Some experts argue that some inner-Kremlin crisis, as yet unseen by the public, might explain Putin's sudden appearance on afternoon TV to sack his entire government.

"Putin said he did it to make the composition and role of government clearer ahead the elections, but this is not convincing," says Georgy Satarov, head of the independent INDEM think tank and a former Kremlin official under Mr. Yeltsin. "It would have made more sense if he'd offered some fresh names."

Putin appointed deputy prime minister Viktor Khristenko to act in Kasyanov's place, but few experts expect this to be his final choice. "We know there are lobbying groups in the Kremlin who've been demanding Kasyanov's resignation for a long time now," says Mr. Bunin. "Maybe Putin decided to show who's master in this house, and that he doesn't need the 'family' (former President Yeltsin's inner circle) anymore. "I don't know what this is about, but I doubt it has anything to do with the elections. They may as well have already happened."

Mr. Kasyanov, a liberal considered close to Russia's 1990s-era business tycoons - known as "oligarchs" - was appointed prime minister by Yeltsin and reconfirmed by Putin four years ago. After Mr. Khodorkovsky's arrest in October, Kasyanov took the unprecedented step of publicly protesting the Kremlin's actions and warning of serious economic fallout if foreign investors turned away from Russia as a result.

Khodorkovsky remains in prison while his Yukos petroleum empire is being gradually dismembered by prosecutors.
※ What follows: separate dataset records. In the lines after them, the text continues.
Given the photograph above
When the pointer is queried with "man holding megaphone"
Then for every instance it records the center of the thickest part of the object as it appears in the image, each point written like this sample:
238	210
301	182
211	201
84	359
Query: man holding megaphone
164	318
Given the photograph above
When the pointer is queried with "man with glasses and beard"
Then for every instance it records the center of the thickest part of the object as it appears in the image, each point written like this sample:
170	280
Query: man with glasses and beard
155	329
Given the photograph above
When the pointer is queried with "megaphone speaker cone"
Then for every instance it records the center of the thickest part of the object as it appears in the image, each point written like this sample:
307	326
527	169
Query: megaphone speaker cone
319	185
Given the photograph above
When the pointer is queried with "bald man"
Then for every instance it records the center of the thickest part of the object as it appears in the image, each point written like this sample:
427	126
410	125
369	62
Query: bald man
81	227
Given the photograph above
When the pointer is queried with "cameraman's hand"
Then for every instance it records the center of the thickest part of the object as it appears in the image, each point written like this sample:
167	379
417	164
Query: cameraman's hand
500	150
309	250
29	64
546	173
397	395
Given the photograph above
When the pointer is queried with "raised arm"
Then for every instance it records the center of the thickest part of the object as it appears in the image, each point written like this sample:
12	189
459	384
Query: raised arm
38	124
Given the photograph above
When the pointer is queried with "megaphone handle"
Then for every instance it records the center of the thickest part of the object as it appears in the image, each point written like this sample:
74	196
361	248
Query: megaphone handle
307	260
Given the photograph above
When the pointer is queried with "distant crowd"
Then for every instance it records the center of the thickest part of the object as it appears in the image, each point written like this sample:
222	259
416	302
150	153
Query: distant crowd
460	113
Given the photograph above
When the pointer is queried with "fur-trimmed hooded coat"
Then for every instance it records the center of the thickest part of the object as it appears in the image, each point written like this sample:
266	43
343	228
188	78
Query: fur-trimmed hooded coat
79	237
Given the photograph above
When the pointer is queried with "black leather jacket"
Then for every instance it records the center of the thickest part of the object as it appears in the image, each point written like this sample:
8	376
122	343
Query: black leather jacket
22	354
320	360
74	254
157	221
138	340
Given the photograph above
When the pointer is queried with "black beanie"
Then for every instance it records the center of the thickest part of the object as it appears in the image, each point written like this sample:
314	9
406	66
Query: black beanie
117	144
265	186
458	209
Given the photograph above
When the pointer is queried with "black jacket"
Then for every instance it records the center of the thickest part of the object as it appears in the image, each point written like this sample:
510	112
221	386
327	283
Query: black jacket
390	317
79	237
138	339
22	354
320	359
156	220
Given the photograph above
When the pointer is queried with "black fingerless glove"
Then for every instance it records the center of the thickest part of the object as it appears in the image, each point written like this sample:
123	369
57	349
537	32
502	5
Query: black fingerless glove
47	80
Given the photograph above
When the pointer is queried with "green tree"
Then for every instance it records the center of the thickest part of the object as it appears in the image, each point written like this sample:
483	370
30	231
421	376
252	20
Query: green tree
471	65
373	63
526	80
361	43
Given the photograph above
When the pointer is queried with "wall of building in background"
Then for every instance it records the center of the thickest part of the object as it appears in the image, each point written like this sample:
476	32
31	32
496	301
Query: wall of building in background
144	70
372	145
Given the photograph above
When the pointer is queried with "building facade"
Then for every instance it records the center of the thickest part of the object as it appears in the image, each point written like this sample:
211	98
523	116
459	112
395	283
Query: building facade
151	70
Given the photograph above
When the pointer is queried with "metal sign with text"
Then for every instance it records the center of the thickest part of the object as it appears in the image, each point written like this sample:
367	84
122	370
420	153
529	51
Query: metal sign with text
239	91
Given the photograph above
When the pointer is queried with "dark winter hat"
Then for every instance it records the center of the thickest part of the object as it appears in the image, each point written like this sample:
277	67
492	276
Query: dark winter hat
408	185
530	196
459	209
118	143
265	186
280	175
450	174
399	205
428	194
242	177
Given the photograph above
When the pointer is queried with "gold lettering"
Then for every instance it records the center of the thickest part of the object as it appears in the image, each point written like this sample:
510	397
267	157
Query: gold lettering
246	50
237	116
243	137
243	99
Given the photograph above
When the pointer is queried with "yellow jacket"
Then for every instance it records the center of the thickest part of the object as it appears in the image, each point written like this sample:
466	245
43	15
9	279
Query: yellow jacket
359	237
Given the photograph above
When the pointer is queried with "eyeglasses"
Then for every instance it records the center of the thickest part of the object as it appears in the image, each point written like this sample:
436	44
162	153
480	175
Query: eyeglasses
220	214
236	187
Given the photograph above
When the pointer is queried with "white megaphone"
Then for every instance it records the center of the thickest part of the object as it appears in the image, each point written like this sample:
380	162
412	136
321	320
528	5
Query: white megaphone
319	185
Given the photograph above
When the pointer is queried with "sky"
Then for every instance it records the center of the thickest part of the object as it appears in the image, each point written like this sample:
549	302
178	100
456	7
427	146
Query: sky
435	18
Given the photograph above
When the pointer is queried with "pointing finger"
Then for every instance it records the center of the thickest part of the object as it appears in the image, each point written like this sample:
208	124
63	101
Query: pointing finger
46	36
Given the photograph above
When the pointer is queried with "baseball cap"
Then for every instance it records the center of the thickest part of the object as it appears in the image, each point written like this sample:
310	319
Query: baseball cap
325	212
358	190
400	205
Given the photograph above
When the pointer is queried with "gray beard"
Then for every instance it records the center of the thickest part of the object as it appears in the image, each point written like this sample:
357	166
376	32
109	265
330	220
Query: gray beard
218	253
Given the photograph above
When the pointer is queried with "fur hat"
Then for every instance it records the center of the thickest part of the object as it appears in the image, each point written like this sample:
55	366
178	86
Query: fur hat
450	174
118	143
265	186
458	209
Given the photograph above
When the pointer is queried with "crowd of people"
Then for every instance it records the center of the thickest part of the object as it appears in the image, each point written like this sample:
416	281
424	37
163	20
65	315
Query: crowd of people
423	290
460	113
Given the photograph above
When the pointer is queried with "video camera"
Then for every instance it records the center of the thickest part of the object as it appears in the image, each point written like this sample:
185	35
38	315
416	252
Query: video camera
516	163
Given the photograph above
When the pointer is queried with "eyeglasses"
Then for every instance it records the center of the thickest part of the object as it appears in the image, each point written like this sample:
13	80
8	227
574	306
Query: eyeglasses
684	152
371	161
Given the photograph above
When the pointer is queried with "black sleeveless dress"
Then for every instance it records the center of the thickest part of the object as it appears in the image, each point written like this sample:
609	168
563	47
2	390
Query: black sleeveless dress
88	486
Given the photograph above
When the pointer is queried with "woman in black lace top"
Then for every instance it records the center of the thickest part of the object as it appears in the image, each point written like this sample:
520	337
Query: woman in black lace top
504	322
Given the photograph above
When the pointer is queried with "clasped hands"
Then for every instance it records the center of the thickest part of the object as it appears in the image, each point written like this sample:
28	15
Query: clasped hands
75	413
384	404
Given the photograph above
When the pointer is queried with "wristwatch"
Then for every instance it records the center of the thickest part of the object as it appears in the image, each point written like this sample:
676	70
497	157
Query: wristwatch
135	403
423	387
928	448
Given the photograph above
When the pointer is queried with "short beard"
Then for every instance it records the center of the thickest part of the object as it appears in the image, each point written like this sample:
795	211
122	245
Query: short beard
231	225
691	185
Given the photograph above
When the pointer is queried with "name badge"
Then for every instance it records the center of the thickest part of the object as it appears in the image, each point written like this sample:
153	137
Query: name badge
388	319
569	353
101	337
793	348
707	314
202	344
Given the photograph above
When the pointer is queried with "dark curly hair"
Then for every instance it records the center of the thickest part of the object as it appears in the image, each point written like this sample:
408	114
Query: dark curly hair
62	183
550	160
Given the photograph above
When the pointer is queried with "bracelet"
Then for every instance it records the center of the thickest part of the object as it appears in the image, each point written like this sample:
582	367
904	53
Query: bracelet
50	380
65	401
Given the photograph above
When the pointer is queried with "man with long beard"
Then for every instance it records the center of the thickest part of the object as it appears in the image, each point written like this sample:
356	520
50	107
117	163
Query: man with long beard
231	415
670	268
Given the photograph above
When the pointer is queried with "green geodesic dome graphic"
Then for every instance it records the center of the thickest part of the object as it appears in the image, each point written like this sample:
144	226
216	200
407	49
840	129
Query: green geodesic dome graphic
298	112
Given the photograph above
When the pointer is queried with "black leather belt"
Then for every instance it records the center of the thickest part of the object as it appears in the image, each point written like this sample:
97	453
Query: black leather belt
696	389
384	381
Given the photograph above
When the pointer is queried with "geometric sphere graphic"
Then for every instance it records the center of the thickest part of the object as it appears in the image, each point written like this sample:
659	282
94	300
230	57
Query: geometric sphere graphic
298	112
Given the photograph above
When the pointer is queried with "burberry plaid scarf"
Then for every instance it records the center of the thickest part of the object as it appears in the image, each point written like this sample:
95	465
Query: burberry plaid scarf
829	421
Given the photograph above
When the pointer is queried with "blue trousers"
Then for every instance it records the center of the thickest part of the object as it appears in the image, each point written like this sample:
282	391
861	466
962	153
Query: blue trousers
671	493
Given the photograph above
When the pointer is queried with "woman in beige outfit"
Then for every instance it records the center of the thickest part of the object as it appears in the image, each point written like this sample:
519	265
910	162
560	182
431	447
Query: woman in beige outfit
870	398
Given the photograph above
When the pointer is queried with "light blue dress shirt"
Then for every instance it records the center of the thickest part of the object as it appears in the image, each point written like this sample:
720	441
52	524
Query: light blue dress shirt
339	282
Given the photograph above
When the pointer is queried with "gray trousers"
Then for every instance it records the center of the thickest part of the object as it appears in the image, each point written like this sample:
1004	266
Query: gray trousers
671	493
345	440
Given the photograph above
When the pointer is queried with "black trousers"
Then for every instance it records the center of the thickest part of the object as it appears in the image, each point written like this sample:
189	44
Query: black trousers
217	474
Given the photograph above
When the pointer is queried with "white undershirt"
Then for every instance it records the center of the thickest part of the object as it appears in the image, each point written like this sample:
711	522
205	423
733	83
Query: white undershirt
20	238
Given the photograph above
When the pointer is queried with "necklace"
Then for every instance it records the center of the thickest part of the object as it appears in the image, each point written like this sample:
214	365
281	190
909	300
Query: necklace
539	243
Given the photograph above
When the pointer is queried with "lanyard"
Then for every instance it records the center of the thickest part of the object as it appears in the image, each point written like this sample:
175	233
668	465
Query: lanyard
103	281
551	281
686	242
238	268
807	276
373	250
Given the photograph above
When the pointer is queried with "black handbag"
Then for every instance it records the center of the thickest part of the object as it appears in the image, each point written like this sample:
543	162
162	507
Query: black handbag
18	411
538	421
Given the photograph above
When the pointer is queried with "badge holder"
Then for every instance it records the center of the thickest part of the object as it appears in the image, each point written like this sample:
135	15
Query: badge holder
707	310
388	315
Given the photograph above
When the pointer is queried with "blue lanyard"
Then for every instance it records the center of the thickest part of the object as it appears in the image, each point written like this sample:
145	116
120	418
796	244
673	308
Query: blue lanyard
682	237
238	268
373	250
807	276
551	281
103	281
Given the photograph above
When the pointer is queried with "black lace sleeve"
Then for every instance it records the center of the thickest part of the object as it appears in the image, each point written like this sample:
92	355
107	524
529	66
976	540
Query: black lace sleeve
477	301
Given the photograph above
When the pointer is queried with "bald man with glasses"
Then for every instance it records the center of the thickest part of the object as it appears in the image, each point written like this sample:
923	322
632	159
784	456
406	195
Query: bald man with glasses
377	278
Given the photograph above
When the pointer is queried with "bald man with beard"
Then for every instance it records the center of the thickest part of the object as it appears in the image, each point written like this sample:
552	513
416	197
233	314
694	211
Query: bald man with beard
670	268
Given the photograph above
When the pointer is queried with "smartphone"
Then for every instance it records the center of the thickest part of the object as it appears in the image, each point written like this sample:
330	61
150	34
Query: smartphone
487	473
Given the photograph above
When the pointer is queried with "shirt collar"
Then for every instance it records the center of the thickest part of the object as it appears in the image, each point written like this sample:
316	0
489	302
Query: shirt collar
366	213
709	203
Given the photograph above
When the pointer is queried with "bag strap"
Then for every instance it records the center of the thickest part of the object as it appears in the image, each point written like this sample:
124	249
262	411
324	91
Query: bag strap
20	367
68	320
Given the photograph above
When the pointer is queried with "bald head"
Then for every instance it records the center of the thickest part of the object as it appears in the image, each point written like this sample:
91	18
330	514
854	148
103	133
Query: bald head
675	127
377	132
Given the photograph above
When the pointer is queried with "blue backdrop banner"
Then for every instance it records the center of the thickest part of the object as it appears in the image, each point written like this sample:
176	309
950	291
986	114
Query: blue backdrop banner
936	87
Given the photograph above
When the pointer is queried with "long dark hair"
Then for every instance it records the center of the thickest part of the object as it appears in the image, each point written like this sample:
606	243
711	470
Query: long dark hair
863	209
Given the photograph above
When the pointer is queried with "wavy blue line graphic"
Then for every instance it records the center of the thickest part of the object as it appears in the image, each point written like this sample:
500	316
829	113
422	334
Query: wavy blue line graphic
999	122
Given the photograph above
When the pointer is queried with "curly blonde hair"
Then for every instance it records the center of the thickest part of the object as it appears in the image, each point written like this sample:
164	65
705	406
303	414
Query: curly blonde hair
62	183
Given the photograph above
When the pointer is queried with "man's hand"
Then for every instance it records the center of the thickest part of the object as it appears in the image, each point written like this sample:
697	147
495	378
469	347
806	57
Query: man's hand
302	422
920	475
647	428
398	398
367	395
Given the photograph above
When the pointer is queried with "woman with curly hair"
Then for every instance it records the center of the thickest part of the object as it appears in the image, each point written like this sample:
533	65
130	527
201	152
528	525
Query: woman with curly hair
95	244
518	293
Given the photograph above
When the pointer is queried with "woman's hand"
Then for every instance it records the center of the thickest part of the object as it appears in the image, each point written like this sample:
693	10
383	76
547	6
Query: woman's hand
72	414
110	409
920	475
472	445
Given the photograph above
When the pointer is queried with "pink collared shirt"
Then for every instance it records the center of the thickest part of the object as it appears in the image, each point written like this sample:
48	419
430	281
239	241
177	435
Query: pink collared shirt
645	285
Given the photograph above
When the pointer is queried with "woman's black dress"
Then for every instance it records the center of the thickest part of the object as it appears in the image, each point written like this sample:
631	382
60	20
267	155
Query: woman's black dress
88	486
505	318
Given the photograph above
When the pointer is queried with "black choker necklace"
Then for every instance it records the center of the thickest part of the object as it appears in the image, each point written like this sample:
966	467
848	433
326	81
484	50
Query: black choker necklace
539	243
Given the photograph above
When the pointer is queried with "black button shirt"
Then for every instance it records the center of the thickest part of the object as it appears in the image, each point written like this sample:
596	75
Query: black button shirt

After his arrest, Putin fired Kremlin chief of staff Alexander Voloshin - a champion of the Yeltsin-era oligarchs - leaving Kasyanov as virtually the last Yeltsin "family" member in the Kremlin.

In his later years as president, Mr. Yeltsin repeatedly fired his prime ministers, wreaking havoc in government and convincing much of Russia's political establishment that the ailing Kremlin leader had lost his grip on power. That history may have prompted Putin to keep Kasyanov until now, despite the deepening disagreements with his Yeltsin-era prime minister.

Earlier on Tuesday, independent liberal candidate Irina Khakamada - one of Putin's six challengers - threatened to drop out of the race, saying the incumbent's refusal to debate and massive use of state TV and other "administrative resources" had made public voting irrelevant. "The presidential election looks increasingly lawless and false," said Ms. Khakamada. "The competition of ideas and alternatives is becoming impossible."

Should Khakamada quit, "the whole election will look a bit of a farce," says Vitaly Naumkin, director of the independent Center for International and Political Studies in Moscow. "It already is very much a one-horse race, but if there are not even any theoretical alternatives, then what is the point of elections at all?"

Mr. Kharitonov and Khakamada were rebuffed this week by the Central Electoral Commission after they complained of preferential coverage of Putin on Russia's three state-controlled TV networks. The commission ruled the TV stations were only "doing their job" in covering the head of state.